With or without him
Published on
By Lisa Kittel “Will there be another summit this year?”, a question asked to Merkel after the December summit this year. It’s true that there have quite been a lot meetings of late at the European Council. Merkel already seems to know every single correspondent by face, and eventually might even notice if they get their hair cut.
As familiar as the press conference appears as familiar is the main topic: the Euro crisis.
But, although Angie still emphasises “Ladies and gentlemen, we can only go step by step”, this summit was a political course in the direction of legally binding commitments. Well, for everybody but David Cameron.
Have a look on the Without-Great-Britain-List
To start a fiscal union, member states accept more constraints. They pledged, for example, to submit draft budgetary plans to the European Commission. They will also work on binding measures for countries with excessive deficits. Most importantly, they will finally transpose their good will and this new strong fiscal rule into their constitution or equivalent. This seems finally like doing something after having thought and thought both solutions and doomsday scenarios.Yes, the ability to fantasise the latter was also needed to think through the Euro crisis, next to the ability to reason.
We have “increased our financial resources”, Merkel stated, meaning the money to transfer all into the Euro rescue fund. Euro area and member states will aim to make available additional resources of up to 200 billion euro in the IMF (International Monetary Fund). And the financial mechanisms are not only broader but also faster: The EFSF (European Financial Stability Facility) shall be deployed “quickly”, with leverage. And the sudden acceleration goes on: the ESM (EuropeanStability Mechanism) rescue fund shall enter into force in 2012 instead of 2013.

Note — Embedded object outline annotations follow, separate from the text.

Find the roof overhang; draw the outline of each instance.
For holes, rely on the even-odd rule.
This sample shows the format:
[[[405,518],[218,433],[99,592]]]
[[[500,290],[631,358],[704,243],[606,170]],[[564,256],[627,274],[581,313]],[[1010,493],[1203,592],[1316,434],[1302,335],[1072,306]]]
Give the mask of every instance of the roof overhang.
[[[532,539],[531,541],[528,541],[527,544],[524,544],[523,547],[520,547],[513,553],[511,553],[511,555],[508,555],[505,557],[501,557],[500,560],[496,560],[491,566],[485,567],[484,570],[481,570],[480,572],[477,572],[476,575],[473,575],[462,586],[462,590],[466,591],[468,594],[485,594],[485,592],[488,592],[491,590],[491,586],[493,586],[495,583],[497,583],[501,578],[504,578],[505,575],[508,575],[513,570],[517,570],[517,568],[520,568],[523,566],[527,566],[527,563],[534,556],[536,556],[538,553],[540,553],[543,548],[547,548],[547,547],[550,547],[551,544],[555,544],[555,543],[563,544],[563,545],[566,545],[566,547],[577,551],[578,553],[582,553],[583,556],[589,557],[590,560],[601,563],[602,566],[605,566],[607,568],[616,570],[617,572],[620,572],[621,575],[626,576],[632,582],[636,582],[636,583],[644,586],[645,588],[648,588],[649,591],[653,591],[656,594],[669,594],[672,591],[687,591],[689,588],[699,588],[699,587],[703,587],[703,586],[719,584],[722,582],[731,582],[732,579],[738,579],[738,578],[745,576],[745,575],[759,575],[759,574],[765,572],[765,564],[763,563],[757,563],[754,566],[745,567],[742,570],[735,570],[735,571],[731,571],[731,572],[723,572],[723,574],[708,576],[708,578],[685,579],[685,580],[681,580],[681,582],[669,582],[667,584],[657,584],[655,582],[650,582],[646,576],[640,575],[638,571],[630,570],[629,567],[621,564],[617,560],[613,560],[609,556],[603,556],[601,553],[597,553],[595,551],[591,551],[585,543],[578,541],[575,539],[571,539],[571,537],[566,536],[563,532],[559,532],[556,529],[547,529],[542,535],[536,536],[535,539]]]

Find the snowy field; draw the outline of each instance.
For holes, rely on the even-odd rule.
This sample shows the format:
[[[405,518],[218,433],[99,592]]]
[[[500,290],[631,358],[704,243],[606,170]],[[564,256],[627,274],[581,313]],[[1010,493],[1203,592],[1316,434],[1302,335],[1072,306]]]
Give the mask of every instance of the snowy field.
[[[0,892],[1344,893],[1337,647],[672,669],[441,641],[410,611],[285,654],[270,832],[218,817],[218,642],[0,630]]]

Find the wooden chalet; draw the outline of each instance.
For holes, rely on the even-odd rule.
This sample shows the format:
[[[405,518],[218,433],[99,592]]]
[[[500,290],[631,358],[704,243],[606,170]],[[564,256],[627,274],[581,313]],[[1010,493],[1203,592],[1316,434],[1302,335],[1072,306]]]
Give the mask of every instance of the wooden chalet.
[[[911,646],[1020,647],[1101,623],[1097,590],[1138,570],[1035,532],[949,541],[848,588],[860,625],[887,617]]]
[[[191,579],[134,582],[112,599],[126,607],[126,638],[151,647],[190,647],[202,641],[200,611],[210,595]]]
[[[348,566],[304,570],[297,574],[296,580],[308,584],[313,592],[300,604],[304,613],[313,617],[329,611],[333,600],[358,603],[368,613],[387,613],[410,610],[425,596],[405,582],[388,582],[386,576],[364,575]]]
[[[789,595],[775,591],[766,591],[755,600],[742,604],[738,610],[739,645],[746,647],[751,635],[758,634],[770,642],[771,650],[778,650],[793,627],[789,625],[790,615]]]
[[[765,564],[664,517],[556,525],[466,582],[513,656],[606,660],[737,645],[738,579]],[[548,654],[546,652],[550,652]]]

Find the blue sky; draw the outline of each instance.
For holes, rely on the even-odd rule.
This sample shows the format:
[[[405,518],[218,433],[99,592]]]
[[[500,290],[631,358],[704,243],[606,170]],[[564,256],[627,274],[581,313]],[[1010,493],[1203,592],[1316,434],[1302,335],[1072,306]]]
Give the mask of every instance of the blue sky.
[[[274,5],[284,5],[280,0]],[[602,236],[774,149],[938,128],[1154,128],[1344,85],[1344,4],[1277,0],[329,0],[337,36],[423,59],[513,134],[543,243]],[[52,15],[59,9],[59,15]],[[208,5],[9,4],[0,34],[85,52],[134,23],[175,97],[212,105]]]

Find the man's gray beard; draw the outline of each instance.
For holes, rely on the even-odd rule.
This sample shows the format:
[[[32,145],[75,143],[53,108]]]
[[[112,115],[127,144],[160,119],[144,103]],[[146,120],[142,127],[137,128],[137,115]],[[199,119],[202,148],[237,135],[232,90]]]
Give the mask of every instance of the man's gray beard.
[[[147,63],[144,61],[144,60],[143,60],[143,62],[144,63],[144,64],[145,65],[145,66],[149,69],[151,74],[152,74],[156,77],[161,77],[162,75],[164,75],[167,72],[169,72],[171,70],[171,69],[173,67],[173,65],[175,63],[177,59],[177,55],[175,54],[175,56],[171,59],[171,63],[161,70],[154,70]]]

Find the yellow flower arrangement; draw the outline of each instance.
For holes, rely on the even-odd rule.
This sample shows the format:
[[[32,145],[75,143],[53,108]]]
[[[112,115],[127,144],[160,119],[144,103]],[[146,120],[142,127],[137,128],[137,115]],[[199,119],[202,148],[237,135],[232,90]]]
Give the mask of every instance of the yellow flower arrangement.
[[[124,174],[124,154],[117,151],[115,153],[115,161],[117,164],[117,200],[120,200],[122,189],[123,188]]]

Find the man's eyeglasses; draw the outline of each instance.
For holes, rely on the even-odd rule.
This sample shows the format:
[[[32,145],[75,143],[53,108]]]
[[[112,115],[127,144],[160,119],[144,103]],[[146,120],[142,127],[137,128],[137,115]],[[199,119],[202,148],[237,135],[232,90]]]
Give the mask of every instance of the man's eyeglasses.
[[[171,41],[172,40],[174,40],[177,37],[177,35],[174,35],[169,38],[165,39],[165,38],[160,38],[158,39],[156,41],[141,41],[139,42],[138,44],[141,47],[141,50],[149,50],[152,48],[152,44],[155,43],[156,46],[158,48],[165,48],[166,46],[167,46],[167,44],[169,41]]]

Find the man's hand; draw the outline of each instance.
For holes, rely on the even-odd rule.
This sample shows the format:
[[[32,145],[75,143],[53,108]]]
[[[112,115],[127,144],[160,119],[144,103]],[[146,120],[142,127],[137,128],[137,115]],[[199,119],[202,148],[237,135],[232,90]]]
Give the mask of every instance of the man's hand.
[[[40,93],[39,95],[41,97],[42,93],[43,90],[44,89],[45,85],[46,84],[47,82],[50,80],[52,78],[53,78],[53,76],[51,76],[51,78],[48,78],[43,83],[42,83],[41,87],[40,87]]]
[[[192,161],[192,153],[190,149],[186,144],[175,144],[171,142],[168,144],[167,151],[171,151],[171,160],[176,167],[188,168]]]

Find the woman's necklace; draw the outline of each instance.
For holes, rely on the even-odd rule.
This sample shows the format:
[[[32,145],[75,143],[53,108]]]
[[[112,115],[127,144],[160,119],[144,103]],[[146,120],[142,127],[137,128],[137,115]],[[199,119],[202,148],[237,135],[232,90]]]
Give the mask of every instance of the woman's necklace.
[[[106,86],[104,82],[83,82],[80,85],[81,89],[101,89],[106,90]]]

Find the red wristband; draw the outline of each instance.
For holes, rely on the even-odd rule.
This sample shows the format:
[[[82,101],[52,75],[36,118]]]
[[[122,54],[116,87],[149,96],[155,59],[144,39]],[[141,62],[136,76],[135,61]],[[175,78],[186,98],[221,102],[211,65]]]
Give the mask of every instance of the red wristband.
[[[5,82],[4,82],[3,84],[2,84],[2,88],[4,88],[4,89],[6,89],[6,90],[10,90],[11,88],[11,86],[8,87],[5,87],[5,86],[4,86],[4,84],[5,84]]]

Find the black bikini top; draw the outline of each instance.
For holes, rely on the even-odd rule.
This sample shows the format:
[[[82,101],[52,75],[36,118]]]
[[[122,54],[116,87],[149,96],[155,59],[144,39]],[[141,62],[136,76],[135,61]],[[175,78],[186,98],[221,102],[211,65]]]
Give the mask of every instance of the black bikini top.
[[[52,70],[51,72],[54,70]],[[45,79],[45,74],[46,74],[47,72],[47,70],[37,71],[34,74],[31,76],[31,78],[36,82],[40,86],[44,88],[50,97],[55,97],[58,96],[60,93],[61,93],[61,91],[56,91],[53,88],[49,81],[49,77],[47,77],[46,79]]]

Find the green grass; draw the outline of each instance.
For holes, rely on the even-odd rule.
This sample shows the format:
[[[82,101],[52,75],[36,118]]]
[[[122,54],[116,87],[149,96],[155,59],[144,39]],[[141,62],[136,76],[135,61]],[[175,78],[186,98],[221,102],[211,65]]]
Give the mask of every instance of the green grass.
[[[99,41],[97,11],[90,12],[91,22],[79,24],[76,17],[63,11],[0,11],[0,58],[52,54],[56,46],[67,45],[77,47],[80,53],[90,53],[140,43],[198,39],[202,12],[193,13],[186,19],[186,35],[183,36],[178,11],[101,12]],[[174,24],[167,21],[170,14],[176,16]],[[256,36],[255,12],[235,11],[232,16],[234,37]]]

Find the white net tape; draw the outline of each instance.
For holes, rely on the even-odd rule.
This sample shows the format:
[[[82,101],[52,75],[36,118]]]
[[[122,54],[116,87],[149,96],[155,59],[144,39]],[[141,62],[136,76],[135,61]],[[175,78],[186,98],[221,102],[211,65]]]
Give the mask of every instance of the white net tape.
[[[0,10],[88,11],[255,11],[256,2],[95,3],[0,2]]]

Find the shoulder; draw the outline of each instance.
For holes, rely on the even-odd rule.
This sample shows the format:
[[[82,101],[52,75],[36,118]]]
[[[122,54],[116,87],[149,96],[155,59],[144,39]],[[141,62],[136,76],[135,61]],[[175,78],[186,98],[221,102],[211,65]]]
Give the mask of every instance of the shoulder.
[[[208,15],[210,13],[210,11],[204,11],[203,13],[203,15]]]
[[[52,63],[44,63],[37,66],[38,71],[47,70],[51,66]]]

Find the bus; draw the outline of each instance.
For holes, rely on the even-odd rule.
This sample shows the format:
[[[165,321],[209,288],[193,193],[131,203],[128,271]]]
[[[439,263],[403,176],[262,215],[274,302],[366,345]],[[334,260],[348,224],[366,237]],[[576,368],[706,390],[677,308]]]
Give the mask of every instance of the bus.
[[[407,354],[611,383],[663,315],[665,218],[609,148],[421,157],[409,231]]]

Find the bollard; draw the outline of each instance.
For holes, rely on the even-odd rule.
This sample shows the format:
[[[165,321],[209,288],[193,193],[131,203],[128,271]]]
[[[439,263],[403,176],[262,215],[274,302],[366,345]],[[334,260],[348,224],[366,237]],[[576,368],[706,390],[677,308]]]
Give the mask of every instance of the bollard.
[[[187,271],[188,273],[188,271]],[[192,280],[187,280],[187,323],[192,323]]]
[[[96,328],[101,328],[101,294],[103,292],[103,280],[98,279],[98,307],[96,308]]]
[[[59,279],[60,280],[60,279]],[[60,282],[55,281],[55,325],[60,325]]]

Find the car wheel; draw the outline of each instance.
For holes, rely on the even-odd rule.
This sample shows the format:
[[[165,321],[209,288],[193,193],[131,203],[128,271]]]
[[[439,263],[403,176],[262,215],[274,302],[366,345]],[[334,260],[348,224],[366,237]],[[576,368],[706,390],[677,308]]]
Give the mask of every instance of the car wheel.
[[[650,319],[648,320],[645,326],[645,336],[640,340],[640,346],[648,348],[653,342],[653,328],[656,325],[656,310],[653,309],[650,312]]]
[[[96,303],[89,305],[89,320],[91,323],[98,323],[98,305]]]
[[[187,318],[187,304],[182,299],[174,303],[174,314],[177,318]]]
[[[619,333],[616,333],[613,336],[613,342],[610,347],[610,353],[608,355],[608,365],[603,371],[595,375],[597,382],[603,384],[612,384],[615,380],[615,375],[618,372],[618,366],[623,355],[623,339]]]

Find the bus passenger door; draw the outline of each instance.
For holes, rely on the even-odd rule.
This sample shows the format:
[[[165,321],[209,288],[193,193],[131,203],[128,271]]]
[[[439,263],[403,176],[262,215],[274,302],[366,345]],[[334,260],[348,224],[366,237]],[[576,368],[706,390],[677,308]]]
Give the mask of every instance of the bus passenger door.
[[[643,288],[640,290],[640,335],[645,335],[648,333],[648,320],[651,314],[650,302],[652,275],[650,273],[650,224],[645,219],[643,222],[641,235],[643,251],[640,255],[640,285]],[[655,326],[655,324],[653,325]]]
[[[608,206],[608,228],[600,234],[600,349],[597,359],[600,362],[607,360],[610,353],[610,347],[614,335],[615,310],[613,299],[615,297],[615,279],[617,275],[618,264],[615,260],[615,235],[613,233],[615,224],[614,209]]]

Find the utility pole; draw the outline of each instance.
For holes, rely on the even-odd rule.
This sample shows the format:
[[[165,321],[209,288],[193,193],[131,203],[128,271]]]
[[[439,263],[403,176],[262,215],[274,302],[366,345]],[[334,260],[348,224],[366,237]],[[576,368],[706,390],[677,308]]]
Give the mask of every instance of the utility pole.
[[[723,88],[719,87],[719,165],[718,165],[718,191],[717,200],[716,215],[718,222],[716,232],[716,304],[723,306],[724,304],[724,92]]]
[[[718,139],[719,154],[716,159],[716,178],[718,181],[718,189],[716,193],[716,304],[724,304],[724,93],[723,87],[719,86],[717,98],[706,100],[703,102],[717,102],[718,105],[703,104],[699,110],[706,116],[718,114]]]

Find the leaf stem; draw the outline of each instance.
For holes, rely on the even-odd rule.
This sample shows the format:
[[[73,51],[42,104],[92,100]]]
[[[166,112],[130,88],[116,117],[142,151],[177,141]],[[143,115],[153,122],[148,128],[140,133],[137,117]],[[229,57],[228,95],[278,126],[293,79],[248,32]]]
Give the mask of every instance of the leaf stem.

Like the correspondents' buddy Merkel says, with the legal commitments and more institutional power for the Commission and the European Court of Justice, ”the rescue fund becomes a treaty”.
So, 17 euro zone countries and six others, Bulgaria, Denmark, Latvia,Lithuania, Poland and Romania, will conclude this fiscal treaty, which shall be inserted to the European treaties afterwards.
20 years after the foundation of the monetary and political union, Angie and her European colleagues also admit faults: “We understood that the Monetary union must be planted on a stronger base. We must overcome some failings.”
After these without-Cameron-results, let’s wish Merry Christmas! - because there won’t be another summit this year.